COMPUTER SCIENCE 480. (3) ADVANCED TOPICS IN COMPUTER SCIENCE. Topics may be chosen from among compiler design, symbolic computation, computational complexity, program verification and correctness, and database theory. Prerequisite: Computer Science 461, or consent of instructor. Offered: spring semester.

MATHEMATICS

MATHEMATICS 105. (1) PREPARATION FOR CALCULUS. A course designed to maximize students’ potential to succeed in calculus by reinforcing basic mathematical skills. Specific topics include functions and their graphs, algebra, and trigonometry. Students may not selfenroll in Mathematics 105; rather they are placed in the course based on the results of a departmental assessment of calculus readiness. Offered: Each semester.

MATHEMATICS 111. (3) MATHEMATICS AND SOCIETY. An exploration of the mathematical techniques used to solve problems in society. Specific topics are chosen from among the following: voting and power; division and apportionment; graph theory and scheduling; cryptography, game theory, symmetry, and form; and probability.

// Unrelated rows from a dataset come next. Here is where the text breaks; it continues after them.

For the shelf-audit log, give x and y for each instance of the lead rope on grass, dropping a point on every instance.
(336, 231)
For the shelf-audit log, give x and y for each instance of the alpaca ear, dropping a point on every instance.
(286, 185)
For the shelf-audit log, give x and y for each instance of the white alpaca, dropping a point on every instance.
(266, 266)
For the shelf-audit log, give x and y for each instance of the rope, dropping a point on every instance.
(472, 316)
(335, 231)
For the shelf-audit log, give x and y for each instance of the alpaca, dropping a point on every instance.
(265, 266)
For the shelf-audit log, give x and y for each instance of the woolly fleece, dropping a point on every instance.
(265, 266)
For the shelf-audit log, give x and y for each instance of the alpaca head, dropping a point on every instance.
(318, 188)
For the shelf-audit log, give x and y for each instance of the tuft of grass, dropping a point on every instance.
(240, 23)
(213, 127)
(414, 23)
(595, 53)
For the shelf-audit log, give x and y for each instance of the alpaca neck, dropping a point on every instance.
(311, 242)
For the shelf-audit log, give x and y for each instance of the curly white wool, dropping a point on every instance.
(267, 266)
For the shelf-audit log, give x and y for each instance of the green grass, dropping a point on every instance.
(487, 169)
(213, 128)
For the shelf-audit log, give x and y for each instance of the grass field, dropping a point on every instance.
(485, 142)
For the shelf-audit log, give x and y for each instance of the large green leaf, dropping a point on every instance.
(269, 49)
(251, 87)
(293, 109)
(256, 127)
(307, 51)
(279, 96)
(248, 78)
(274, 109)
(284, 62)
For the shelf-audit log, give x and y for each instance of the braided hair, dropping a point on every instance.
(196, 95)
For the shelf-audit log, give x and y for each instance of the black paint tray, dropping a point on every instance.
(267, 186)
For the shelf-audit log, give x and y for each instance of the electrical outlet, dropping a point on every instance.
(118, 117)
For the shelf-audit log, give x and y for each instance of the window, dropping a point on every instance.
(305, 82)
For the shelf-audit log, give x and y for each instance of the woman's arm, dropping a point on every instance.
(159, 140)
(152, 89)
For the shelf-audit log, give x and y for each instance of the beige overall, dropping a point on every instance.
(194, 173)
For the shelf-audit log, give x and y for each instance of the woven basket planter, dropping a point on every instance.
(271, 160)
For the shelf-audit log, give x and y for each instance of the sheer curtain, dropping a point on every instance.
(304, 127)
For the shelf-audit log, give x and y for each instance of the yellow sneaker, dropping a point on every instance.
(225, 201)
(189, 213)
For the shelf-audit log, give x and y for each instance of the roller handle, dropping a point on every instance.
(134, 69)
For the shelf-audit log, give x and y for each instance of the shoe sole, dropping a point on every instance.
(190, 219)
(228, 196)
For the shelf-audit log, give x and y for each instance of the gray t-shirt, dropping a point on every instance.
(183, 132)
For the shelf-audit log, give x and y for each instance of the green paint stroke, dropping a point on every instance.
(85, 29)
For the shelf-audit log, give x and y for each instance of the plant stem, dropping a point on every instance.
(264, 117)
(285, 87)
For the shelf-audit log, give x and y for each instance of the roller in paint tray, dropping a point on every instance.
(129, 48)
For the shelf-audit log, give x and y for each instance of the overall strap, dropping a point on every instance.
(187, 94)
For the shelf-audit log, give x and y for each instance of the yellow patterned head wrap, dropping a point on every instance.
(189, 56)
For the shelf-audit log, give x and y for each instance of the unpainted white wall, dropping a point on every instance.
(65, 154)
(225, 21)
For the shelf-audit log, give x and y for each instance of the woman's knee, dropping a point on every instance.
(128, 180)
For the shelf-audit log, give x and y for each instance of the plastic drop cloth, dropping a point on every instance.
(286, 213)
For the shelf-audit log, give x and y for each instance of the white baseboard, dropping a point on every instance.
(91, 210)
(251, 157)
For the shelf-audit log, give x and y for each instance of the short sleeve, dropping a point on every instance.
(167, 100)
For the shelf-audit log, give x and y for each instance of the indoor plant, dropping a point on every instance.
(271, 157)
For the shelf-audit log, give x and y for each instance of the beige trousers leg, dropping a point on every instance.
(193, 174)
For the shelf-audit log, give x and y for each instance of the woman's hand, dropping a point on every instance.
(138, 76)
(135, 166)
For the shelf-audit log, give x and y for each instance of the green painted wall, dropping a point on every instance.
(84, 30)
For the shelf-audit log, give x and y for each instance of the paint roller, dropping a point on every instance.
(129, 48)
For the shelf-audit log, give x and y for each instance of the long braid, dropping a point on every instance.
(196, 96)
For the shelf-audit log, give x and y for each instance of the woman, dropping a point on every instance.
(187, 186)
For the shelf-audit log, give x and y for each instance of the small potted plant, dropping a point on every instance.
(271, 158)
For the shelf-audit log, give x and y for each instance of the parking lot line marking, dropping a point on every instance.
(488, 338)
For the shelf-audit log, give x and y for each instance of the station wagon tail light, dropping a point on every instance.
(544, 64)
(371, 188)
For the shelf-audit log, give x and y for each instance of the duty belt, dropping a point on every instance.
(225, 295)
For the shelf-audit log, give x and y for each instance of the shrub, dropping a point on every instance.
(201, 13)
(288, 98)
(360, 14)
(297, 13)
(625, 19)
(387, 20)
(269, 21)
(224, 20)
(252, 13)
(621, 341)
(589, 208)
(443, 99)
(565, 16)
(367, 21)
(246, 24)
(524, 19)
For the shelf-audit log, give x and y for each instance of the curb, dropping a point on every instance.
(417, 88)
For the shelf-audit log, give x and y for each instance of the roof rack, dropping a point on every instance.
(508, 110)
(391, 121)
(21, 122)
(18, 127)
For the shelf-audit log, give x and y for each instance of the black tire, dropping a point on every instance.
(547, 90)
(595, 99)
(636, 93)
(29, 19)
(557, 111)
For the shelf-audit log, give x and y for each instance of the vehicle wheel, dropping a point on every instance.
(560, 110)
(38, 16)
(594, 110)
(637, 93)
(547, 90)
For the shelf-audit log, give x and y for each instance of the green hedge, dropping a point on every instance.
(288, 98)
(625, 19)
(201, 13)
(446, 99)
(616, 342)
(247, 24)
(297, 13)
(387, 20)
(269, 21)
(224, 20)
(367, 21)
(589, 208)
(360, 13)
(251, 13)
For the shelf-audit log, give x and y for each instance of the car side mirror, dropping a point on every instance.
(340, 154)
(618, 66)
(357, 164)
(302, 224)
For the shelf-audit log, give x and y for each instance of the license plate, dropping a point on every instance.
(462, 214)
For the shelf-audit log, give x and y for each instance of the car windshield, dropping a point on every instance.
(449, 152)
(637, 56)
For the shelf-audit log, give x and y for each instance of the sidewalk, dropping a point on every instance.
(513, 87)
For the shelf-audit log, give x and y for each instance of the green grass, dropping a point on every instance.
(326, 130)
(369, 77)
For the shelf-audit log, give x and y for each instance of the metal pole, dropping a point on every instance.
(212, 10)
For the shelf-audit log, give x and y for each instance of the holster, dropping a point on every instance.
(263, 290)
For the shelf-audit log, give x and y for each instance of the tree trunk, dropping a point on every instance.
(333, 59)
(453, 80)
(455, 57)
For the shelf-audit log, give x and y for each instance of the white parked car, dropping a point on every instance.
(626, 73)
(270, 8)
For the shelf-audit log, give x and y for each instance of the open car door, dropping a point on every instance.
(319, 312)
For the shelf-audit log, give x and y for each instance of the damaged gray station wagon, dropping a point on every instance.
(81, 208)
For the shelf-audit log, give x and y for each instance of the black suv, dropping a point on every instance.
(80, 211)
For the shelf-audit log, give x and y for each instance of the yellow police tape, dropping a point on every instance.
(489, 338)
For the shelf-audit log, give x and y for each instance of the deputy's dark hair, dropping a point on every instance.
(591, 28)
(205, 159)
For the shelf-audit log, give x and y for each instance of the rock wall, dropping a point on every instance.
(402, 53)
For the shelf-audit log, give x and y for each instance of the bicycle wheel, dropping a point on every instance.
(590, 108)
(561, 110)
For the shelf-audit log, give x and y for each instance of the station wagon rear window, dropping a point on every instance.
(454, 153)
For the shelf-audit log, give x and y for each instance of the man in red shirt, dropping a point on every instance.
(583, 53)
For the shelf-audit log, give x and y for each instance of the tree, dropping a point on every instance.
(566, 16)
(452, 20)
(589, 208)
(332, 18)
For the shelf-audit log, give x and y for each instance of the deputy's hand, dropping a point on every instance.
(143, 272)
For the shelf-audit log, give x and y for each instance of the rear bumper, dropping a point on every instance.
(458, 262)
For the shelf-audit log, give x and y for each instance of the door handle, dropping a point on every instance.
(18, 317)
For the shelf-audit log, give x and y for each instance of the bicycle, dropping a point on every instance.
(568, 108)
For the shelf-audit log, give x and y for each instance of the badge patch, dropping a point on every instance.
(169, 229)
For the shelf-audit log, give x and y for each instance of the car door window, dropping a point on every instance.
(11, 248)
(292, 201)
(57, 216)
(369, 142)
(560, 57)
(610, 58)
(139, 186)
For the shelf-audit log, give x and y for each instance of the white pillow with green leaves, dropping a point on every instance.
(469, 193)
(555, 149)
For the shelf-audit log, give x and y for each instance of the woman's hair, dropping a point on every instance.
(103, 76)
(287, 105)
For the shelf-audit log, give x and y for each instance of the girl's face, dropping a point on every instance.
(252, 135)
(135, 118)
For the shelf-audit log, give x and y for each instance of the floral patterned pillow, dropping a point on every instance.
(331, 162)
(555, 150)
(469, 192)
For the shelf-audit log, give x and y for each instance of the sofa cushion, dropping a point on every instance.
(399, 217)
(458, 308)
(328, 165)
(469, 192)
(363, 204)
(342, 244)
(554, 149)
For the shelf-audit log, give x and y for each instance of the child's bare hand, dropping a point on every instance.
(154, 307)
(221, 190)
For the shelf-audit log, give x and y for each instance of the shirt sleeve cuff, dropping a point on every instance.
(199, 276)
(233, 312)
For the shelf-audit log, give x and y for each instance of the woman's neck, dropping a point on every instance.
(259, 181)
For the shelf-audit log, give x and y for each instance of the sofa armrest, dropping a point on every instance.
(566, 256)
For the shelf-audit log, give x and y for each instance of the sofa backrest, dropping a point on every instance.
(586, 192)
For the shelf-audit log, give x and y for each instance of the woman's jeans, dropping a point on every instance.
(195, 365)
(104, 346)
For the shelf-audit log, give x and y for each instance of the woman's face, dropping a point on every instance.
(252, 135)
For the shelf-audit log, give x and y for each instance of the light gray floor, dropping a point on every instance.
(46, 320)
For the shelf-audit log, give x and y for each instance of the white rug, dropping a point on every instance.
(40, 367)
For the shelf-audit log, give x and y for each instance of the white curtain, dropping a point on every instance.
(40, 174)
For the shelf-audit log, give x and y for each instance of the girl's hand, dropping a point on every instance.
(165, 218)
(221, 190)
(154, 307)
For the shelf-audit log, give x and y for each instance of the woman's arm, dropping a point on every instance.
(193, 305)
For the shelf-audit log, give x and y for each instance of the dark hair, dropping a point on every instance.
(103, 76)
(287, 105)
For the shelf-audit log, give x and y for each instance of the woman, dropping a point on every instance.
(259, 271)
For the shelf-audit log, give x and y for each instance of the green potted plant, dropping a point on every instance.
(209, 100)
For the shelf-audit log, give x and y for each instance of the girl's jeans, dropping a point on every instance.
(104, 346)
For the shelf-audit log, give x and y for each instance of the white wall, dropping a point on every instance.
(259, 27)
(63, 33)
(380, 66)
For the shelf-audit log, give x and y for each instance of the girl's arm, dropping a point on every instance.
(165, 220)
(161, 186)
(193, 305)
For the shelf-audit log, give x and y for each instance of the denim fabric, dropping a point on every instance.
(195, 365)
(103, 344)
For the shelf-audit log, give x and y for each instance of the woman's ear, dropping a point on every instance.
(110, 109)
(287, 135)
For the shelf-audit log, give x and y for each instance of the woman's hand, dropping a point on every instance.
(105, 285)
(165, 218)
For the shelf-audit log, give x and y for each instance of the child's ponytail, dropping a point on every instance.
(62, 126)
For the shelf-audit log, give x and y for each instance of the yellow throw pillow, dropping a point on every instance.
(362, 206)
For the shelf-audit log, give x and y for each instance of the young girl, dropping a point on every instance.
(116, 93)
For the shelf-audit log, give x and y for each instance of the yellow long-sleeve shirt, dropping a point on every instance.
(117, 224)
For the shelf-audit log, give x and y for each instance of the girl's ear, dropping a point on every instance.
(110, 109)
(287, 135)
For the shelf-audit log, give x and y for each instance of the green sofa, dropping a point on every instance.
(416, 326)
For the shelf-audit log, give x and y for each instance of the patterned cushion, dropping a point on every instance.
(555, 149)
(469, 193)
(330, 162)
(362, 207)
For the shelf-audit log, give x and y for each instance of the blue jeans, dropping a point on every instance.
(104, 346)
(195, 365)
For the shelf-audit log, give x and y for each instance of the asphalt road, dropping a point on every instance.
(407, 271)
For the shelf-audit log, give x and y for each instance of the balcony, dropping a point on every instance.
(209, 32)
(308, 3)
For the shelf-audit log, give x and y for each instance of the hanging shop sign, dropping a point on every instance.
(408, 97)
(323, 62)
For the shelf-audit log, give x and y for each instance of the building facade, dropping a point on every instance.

Students who have completed any course in mathematics above Mathematics 111 cannot receive credit for Mathematics 111. Prerequisite: none. Offered: each semester. MATHEMATICS 121. (4) STATISTICS. Introduction to probability and statistics. Exploratory data analysis. Discrete and continuous random variables, estimation, hypothesis testing. Prerequisite: none. Offered: each semester. MATHEMATICS 130. (4) FINITE MATHEMATICAL MODELS. A course emphasizing the use of finite mathematics in modeling real-world phenomena. Specific topics are chosen from among the following: matrix algebra, graph theory, cryptography, Leontief inputoutput models, linear programming, probability, counting methods, game theory, and Markov chains. Prerequisite: none. MATHEMATICS 140. (4) CALCULUS FOR ECONOMICS. A study of differential and integral calculus and its applications. Topics include differentiation of elementary functions in one and several dimensions, integration of polynomials, and constrained and unconstrained optimization in one and several variables. Prerequisite: Economics 101 and satisfactory performance on a departmental assessment. Students who have any credit at Hampden-Sydney for the study of calculus may not take this course. Offered: each semester.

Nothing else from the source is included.